Since the diode laser emission is typically polarized, polarization beam combining may be used to couple light emitted by two arrays of single emitters into a single fiber, thereby doubling the power and brightness of the output beam. One example of such laser beam combining device, which incorporates both the spatial stacking of equally polarized laser beams with polarization multiplexing of stacked beams from two laser arrays, is disclosed by Horikawa in U.S. Pat. No. 4,978,197, which is incorporated herein by reference. The beam combining device of Horikawa is a substantially three-dimensional device and is illustrated in FIG. 1. In this device, two rows of lasers 3 are positioned on an upper plate 2A of a multi-level support structure 2. A middle level plate 2B positioned beneath the upper plate 2A includes two rows of collimating lenses 4. The light beams emitted by the lasers 3 downwardly normally to the plates 2A and 2B, are collimated by the lenses 4, and then reflected by two rows of vertically offset prism mirrors 5 positioned on a lower plate 2C, to form two vertically stacked beams that are polarization combined using a polarization beam combiner (PBC) 7 and a half wave plate 9. One drawback of the device of Horikawa is that it is relatively bulky due to, at least in part, its essentially three-dimensional structure, which may also complicated assembly and alignment. Another drawback is that dissipating heat from the laser diodes may be more complicated.

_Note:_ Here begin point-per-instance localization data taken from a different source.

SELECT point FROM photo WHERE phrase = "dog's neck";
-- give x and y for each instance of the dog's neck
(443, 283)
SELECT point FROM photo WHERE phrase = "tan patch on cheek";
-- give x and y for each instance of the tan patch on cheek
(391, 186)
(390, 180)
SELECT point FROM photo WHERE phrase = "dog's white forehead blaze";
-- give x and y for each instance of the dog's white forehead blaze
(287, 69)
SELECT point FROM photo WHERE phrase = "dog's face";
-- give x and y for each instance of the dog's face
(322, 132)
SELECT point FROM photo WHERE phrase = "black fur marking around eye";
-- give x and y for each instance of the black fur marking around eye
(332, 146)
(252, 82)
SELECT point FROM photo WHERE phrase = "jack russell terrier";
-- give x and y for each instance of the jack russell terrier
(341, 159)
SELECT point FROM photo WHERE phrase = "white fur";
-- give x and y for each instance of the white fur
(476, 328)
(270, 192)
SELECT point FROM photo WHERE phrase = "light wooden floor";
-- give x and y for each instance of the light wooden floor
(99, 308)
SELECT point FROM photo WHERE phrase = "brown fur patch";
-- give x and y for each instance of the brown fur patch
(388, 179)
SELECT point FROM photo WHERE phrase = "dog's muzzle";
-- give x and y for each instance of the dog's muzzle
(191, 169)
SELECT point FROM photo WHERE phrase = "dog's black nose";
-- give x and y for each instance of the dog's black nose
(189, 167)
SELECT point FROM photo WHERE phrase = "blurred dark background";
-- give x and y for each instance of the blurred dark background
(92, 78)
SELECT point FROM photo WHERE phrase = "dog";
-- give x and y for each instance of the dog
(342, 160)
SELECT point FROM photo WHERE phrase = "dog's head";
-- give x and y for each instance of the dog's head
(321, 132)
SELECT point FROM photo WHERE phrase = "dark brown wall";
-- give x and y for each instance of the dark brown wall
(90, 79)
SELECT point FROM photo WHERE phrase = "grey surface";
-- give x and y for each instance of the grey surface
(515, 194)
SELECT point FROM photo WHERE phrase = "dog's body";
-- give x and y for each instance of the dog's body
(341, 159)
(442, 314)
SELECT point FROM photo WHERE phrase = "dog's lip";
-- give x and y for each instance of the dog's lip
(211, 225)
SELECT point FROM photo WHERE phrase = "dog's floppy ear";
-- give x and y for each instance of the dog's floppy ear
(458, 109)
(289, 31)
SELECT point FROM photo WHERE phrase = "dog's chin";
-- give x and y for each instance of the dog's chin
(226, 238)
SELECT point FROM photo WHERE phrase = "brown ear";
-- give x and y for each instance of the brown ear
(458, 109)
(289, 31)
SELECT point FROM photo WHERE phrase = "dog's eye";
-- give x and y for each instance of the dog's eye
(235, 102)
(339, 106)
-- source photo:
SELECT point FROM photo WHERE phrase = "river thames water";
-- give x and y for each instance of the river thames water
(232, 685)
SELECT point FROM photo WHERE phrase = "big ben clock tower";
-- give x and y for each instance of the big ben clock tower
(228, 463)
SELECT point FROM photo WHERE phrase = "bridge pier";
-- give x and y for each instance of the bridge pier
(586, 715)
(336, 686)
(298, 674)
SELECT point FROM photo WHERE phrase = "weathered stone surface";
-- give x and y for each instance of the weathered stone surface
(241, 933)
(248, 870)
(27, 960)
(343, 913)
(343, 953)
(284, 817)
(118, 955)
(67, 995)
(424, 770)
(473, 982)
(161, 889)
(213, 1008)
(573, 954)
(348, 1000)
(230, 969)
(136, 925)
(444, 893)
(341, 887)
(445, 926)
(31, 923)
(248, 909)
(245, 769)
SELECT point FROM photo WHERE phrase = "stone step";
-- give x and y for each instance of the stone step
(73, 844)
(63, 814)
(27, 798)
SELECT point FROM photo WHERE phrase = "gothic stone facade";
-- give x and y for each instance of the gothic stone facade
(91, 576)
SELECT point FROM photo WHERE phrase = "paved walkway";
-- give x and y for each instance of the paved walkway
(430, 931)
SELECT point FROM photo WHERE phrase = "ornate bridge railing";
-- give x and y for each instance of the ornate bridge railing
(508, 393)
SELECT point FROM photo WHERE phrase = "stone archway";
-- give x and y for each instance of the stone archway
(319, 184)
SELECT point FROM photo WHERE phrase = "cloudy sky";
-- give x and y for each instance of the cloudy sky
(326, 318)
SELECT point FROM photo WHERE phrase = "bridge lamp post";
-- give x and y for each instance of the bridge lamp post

In another example, U.S. Patent Application 2008/0198893 to Bartoschewski et al describes a laser assembly that is illustrated in FIG. 2. In this laser assembly, light from two groups of vertically offset semiconductor lasers 100-106 and 107-113, each of the lasers incorporating a fast-axis collimator, is re-directed by two groups of mirrors 200-206 and 2007-213 along two parallel paths, wherein two slow-axis collimators 301 and 302 are positioned. The slow-axis collimated light beams are then combined using a PBC 400 and a half wave plate 500.
In the laser assembly of FIG. 2, the semiconductor lasers 100-113 in each of the two groups are oriented differently, and so are the reflectors 200-213 associated therewith. This arrangement, although conserving space occupied by the assembly, can disadvantageously complicate the optical alignment of individual elements in the assembly, and its overall fabrication.
An object of the present invention is to overcome at least some of the disadvantages of the prior art by providing a beam combining light source that would be compact, relatively easy to assemble and align, and would utilize polarization beam combining of light from multiple single emitters.